Dr Duerden said: ‘Can we really ration sex in this way? The reality is that prescriptions for generic sildenafil have no restrictions and I think each person should be assessed as individuals – some will need more, some will need less.’

Dr Duerden welcomed NHS West Essex CCG’s commitment to allowing GPs to use their clinical judgement – the CCG says GPs may continue to follow DH advice permitting more than one treatment per week if they feel it is appropriate – but criticised references to the ‘street value’ of the drug.

He added: ‘The issue of “street value” for these drugs is obviously a concern but common sense and clinical judgement should prevail. Cost should not be much of an issue – eight tablets cost around £3.’

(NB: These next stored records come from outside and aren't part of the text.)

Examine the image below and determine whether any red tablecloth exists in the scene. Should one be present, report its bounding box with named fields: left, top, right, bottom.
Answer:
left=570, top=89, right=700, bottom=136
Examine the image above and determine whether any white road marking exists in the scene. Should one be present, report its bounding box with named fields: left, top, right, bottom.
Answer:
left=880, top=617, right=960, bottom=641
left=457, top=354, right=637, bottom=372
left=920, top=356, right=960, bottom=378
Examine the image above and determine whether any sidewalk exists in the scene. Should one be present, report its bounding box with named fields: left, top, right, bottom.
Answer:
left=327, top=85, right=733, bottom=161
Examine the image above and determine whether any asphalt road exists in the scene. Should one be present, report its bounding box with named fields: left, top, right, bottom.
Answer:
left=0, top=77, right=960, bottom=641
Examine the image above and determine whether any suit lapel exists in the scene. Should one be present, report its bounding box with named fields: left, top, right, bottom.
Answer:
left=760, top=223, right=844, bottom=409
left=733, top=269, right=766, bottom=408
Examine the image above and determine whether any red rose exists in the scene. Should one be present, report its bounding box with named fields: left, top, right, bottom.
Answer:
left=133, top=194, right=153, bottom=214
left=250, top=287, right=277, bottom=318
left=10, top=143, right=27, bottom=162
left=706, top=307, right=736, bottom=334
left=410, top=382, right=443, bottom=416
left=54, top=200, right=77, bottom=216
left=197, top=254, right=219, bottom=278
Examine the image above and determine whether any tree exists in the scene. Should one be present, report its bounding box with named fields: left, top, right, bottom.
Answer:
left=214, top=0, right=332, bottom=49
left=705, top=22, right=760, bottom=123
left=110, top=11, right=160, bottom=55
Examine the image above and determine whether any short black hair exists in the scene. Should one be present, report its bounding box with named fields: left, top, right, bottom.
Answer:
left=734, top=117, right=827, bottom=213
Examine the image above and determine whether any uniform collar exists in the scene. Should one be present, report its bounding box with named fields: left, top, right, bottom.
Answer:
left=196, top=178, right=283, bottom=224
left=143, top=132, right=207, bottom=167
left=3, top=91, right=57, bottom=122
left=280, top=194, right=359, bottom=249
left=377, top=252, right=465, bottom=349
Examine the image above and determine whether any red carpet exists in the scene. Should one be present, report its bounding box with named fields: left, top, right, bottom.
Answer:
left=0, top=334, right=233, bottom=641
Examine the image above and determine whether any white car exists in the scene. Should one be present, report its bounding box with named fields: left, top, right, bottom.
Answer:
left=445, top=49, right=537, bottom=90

Dr Andrew Green, chair of the GPC’s clinical and prescribing subcommittee and a GP in Hedon, East Yorkshire, agreed GPs should be able to use their judgement to prescribe generic sildenafil rather than adhere to imposed limits – and said GPs should ignore local guidance if they felt it was too restrictive.

Dr Green said: ‘I would advise GPs to prescribe in exactly the same way as they would for other drugs, that is to supply a quantity to meet the patient’s reasonable need with an awareness of the possibility that a few patients might seek supplies for the use of others not themselves.’

He added: ‘Sildenafil is no different from any other drug in this respect, it is the GP’s signature on the prescription and the GP who bears responsibility for it, and so the GP must decide on its appropriateness both in terms of the drug itself and also in terms of the quantity prescribed. GPs should be mindful of local guidance but if in the opinion of the GP there is a reason for prescribing outside those guidelines then they should do so.’